I finally meet his eye, and his smirks. Not in a mocking manner. In a knowing one.
"They've spent all of your shit, haven't they?" He asks me, and I nod.
"They have. All of the money I've ever made, everything that was supposed to ever be in my trust fond, my parents have been steadily helping themselves to it for years. And at first, I truly belive that it was just little things here and there, some of it, the majority of it, having probably spent on ME in the beginning. But not during the last couple of years. During which, both my mom and my dad have been blowing all of my paychecks entirely on themselves.

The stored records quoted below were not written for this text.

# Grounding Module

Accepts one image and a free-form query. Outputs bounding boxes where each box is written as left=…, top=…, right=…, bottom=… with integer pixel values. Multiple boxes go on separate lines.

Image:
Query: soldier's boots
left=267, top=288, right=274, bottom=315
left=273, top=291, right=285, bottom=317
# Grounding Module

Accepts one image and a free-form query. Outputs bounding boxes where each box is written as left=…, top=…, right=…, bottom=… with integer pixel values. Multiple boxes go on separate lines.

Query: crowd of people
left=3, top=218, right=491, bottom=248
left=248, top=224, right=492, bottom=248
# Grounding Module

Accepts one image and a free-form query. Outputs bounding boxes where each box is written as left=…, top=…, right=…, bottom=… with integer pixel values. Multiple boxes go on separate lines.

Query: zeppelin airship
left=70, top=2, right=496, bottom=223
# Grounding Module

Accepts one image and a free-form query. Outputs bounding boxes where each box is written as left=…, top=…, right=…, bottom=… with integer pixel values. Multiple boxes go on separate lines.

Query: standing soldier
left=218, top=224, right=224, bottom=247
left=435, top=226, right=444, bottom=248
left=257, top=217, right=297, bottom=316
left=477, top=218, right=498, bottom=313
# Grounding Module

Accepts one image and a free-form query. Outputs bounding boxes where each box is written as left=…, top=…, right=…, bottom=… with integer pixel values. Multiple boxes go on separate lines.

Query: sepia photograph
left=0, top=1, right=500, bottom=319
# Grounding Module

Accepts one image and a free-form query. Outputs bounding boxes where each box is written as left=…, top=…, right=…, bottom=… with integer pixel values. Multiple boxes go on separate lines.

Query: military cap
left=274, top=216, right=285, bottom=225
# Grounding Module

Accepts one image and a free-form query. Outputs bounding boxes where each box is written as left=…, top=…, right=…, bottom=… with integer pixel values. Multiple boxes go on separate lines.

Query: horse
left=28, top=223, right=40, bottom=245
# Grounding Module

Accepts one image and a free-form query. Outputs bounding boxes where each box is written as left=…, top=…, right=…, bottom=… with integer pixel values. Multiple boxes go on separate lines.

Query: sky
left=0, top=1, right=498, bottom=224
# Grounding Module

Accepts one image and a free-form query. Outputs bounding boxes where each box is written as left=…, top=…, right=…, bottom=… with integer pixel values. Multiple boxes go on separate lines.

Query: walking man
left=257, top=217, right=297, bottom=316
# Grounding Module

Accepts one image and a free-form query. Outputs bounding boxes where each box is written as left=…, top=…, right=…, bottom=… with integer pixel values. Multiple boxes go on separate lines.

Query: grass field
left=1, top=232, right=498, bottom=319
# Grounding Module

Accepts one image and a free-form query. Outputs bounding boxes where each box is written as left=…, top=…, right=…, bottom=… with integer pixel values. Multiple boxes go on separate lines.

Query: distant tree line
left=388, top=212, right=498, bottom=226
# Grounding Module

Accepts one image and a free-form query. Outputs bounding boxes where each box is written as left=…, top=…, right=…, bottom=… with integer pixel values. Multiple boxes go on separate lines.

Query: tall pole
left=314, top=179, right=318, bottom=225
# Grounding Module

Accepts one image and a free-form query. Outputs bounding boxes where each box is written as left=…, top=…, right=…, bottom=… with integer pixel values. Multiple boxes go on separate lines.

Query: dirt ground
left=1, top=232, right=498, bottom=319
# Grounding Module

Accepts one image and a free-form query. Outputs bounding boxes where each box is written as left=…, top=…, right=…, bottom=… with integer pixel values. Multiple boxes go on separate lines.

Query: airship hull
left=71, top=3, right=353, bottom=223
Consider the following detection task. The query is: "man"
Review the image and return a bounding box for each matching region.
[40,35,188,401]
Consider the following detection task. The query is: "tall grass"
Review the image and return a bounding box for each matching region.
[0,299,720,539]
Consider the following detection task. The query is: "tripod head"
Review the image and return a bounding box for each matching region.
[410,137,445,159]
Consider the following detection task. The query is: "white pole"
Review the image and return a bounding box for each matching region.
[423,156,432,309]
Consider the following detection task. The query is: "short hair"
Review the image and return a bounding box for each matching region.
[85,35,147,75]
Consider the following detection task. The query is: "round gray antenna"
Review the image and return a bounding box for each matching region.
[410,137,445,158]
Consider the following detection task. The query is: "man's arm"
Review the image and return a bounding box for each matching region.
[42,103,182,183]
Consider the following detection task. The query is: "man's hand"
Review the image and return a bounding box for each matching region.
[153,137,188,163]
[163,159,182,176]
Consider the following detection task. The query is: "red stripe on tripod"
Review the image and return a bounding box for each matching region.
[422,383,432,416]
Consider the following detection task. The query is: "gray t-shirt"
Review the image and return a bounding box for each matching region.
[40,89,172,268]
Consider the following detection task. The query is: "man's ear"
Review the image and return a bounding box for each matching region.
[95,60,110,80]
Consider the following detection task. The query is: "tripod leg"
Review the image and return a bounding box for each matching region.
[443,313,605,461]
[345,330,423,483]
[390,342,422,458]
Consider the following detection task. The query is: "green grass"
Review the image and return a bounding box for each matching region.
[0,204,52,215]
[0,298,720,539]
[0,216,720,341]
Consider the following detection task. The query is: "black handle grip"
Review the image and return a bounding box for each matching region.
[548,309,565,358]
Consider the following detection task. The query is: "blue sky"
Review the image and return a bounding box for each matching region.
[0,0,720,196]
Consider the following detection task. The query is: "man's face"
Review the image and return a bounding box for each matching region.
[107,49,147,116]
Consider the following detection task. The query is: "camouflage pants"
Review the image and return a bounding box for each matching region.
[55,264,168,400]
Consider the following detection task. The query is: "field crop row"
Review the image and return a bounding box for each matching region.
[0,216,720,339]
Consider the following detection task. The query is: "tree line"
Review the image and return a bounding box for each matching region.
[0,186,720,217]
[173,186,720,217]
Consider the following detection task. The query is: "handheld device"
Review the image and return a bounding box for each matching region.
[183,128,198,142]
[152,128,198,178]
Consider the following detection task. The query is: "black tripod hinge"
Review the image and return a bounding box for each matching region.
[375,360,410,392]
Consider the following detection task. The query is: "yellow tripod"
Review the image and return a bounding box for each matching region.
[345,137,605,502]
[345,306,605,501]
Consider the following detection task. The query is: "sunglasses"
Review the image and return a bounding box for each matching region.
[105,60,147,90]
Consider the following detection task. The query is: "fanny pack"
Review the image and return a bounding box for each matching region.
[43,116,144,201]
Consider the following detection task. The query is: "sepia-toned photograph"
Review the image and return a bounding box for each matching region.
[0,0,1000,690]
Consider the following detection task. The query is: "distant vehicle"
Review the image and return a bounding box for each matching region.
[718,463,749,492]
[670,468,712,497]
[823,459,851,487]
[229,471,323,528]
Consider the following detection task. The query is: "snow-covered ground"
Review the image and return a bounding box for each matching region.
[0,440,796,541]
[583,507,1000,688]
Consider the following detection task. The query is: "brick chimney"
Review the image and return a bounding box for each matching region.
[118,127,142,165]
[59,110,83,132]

Buying themselves clothes, jewelry, expensive cars, things like that. By the time I would be 18, not only there would be absolutely nothing left in my trust fond, but I would likely find myself in debt as well, all on the behalf of my parents who have gone from having nothing to literally everything, and apparently, they simply couldn't control the urge, so I've gotten myself emancipated from them at the age of 16. And they were both furious with me, and they have refused to speak to me ever since. Even when I offer them money to pay their bills, they would gladly accept the money, but they won't talk to me."
I finish pouring my heart out to him, revealing something that's been in the public's eye for years, but yet something I've never actually spoken about with anybody before, and I feel so exposed around him right now.
"Why you even try reaching out to them then? Fuck them!" Marshall says to me passionately. He lifts my face up to his, pinching my chin between his forefinger and thumb.
And I almost get lost in the intensity in his blue gaze.
Knowing damn well that I was right before. He DOES relate to my story somewhat, and it IS personal to him.
"I... I don't know how to just force myself to cut them out completely," I admit to him. "They are still my parents, and I love them, and I know that at some point, they had loved me to, and they were NOT just looking at me as a waling talking paycheck!!" I say fiercely.
Marshall laughs bitterly at my statement then.
"You've got a lot to learn, Brianna," he tells me. "Cause parents truly ain't shit. Believe me, I know."
"Why, because your own mother had sued you before?!" I blurt out, fully expecting him to flip out on me again, tell me again how I shouldn't speak on something I don't know shit about.
Watching his haw clench as his eyes lock on mines again.
Then, to my surprise, he chuckles, lickikg his lips nervously.
"Yeah. That too," Marshall tells me. "But see, the truth is, the real reason I flipped the fuck out cause of your story, Bree, is cause your parents are just like me in a way. I've also wanted nothing but the best for my daughter. My intentions WAS good, I swear to God," his voice rises slightly as his eyes plead with me to believe him. "But ultimately," he then continues, "I've sold her out for fame and for better life. And I'm a piece of shit for that, for real."